Solve by using I.F method?

Question

(2xy^4e^y + 2xy^3 + y)dx + (x^2y^4e^y - x^2y^2-3x)dy = 0

Answer 1

(2xy⁴ e^y + 2xy³ + y) dx + (x²y⁴ e^y - x²y² - 3x) dy = 0

First, check to see whether this equation is exact. Let P = (2xy⁴ e^y + 2xy³ + y) and Q = (x²y⁴ e^y - x²y² - 3x):

∂P/∂y = 8xy³ e^y + 2xy⁴ e^y + 6xy² + 1
∂Q/∂x = 2x⁴ e^y - 2xy² - 3

Not even close to being exact. So we need an integrating factor, u(x, y), such that if we multiply both sides by u, the equation will be exact.
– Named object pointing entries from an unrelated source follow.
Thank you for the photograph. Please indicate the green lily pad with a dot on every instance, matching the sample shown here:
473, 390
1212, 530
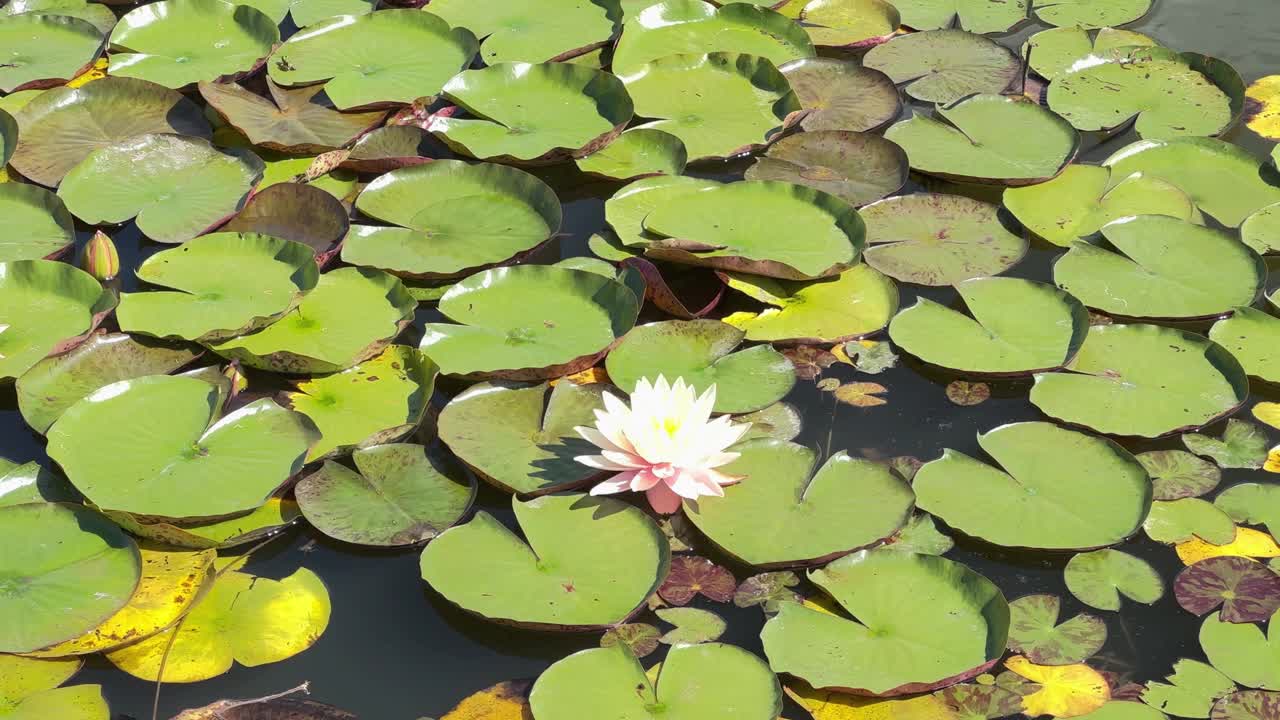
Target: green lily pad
1179, 520
529, 322
786, 511
974, 16
521, 438
1243, 445
65, 547
988, 139
1143, 381
938, 620
938, 240
695, 682
638, 153
1242, 652
174, 186
1252, 337
39, 224
944, 65
851, 305
291, 121
1162, 267
63, 126
376, 401
718, 105
517, 32
1095, 493
1016, 327
1052, 53
1034, 632
49, 309
842, 95
394, 55
45, 50
452, 219
177, 442
702, 352
533, 113
1153, 85
856, 167
55, 383
351, 315
1089, 13
401, 495
1176, 474
585, 563
1225, 181
693, 27
1191, 691
223, 285
1083, 199
740, 227
1101, 577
Meaning:

∂(uP)/∂y = ∂(uQ)/∂x, and thus:

∂u/∂y P + u ∂P/∂y = ∂u/∂x Q + u ∂Q/∂x

Now, this PDE will be a PITA to solve if u is a function of both variables. But suppose that u is a function of y only: then we have ∂u/∂x = 0, so solving for (∂u/∂y)/u:

∂u/∂y P = u (∂Q/∂x - ∂P/∂y)
(∂u/∂y)/u = (∂Q/∂x - ∂P/∂y)/P

Obviously, this means that (∂Q/∂x - ∂P/∂y)/P will be a function of y only. Conversely, if u is a function of x only, a similar procedure reveals that (∂P/∂y - ∂Q/∂x)/Q will be a function of x only. In either case, it will be helpful to know what ∂Q/∂x - ∂P/∂y is, so computing it:

∂Q/∂x - ∂P/∂y
(2x⁴ e^y - 2xy² - 3) - (8xy³ e^y + 2xy⁴ e^y + 6xy² + 1)
- 8xy³ e^y - 8xy² - 4
- 4/y (2xy⁴ e^y + 2xy³ + y)
-4/y P

So indeed, (∂Q/∂x - ∂P/∂y)/P = -4/y and so is a function of y only. So u is a function of y only, and we have:

(∂u/∂y)/u = (∂Q/∂x - ∂P/∂y)/P = -4/y
ln |u| = ∫-4/y dy = -4 ln |y|
u = y⁻⁴.

So multiplying by the integrating factor:

(2x e^y + 2xy⁻¹ + y⁻³) dx + (x² e^y - x²y⁻² - 3xy⁻⁴) dy = 0

And if we redefine P = (2x e^y + 2xy⁻¹ + y⁻³) and Q = (x² e^y - x²y⁻² - 3xy⁻⁴), and check their partial derivatives:

∂P/∂y = 2x e^y - 2xy⁻² - 3y⁻⁴
∂Q/∂x = 2x e^y - 2xy⁻² - 3y⁻⁴

So this equation is now exact, and we can get on with solving it. We are looking for a function ψ such that ∂ψ/∂x = P and ∂ψ/∂y = Q. So solving these equations:

∂ψ/∂x = 2x e^y + 2xy⁻¹ + y⁻³
ψ = ∫2x e^y + 2xy⁻¹ + y⁻³ dx
ψ = x²e^y + x²y⁻¹ + xy⁻³ + C(y)
∂ψ/∂y = x²e^y - x²y⁻² - 3xy⁻⁴ + ∂C/∂y
x² e^y - x²y⁻² - 3xy⁻⁴ = x²e^y - x²y⁻² - 3xy⁻⁴ + ∂C/∂y
∂C/∂y = 0
C(y) = K (K is constant)
ψ = x²e^y + x²y⁻¹ + xy⁻³ + K

Thus we have that:

x²e^y + x²y⁻¹ + xy⁻³ = K

Finding an explicit solution is not practical, so we'll leave this as an implicit solution. So we are done.